Empiezo así a entender a Mintzberg y la importancia que
exista un vínculo más sólido entre las personas que conformen una organización,
empiezo a entender a los líderes que construyen comunidades en las que las
personas no sigan simplemente sus propuestas por muy sugerentes que éstas sean,
sino que construyan conjuntamente una visión y la vivan como propia, porque de
esa construcción surge el auténtico compromiso.
Cuando compartimos valores y propósitos podemos dar cabida a
la diferencia a sabiendas que nos enriquecerá, que nos hará más amplios,
podemos ser flexibles sabiendo que lo importante no corre peligro y que esa
flexibilidad permitirá que lo diferente se exprese.
Y esto porque, siendo cierto que nacemos en comunidades, en
tribus o en familias, también en ese “calor” aparece en nosotros el impulso de
la individuación, de nuestro propio espacio, de la diferencia. Cuando las
comunidades eliminan lo diferente surge
la asfixia personal, cuando las sociedades promueven la competencia personal
para sobrevivir surge el anhelo de volver a la comunidad.
Tal vez por eso, en un momento en que los sistemas políticos
y sociales nos están llevando de la prevalencia de la economía de mercado al escenario
de la sociedad de mercado, como lo plantea el profesor de Harvard Michael
Sandel en su último libro “¿Qué no se puede comprar con dinero?” es que en el mundo
empieza a expresarse una indignación, una insatisfacción emergente, un semáforo
que nos alerta de que algo se está derrumbando.
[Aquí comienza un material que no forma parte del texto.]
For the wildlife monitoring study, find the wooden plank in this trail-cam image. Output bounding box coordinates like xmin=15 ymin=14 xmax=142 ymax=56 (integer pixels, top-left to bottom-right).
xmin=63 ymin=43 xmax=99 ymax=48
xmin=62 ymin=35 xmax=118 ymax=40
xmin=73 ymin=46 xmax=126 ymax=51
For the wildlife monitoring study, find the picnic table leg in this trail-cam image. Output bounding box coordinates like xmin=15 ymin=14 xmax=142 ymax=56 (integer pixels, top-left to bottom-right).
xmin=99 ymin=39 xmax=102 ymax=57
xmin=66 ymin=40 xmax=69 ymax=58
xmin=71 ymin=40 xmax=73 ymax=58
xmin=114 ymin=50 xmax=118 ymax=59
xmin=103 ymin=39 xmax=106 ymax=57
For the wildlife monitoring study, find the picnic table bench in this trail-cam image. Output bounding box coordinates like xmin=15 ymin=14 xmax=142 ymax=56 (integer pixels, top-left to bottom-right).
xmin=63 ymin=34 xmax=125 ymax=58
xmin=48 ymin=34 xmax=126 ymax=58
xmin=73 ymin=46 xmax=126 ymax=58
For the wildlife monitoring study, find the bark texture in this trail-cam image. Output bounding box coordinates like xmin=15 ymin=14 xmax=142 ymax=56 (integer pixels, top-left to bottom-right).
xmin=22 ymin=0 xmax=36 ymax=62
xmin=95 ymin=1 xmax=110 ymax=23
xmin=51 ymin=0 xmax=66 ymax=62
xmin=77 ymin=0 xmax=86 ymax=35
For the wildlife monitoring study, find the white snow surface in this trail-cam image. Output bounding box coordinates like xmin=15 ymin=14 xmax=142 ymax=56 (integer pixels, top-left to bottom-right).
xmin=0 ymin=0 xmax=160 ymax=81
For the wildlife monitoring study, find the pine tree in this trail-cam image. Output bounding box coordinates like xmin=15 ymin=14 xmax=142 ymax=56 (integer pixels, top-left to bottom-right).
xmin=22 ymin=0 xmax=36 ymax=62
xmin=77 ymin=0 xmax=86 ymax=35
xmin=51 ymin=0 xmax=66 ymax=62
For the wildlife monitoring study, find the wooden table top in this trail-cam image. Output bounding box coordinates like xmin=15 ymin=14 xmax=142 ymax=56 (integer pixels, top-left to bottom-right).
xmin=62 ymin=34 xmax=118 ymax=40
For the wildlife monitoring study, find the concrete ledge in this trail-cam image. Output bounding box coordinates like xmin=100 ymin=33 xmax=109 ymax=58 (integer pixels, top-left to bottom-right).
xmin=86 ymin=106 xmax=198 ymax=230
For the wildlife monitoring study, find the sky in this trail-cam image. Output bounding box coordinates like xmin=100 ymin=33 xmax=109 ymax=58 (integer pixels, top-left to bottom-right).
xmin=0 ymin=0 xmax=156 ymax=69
Hoy cuando empezamos a darnos cuenta que el culto a los
egos, que la lógica de competir, que la idea de que todo tiene un precio se
impone, empezamos también a comprender de nuevo que algunos bienes cuando tienen precio pierden su valor. Y ese
valor nos resulta imprescindible para que la corrupción no nos arrase. Eso es
lo que empezamos a sentir cuando la justicia tiene precio, cuando la democracia
tiene precio, cuando la libertad tiene precio, cuando la dignidad tiene precio o
la compañía, la educación, la salud, los momentos de felicidad y placer.
Vuelvo entonces a mi argumento para coincidir con Mintzberg.
Dirigir organizaciones que construyan valor en el mundo en el que operan y
perduren en el tiempo requiere de la creación de un valor interno que no se
mida por el precio, por el logro a cualquier costo o porque el hombre sea un lobo para el hombre.
Requiere del sentimiento de pertenencia a una comunidad en la que podemos
expresarnos de forma diferente, ser individuos distintos y comuneros leales.
La clave parece ser compartir un sueño, construir relaciones
personales de calidad basadas en valores y afectos y situarnos en el espacio de
la abundancia. Era más fácil, profesor Mintzberg,
cuando nos organizábamos por funciones, procesos o comités a los que podíamos
ir a lucirnos, pero reconozco que el desafío me produce un confortable calor por dentro.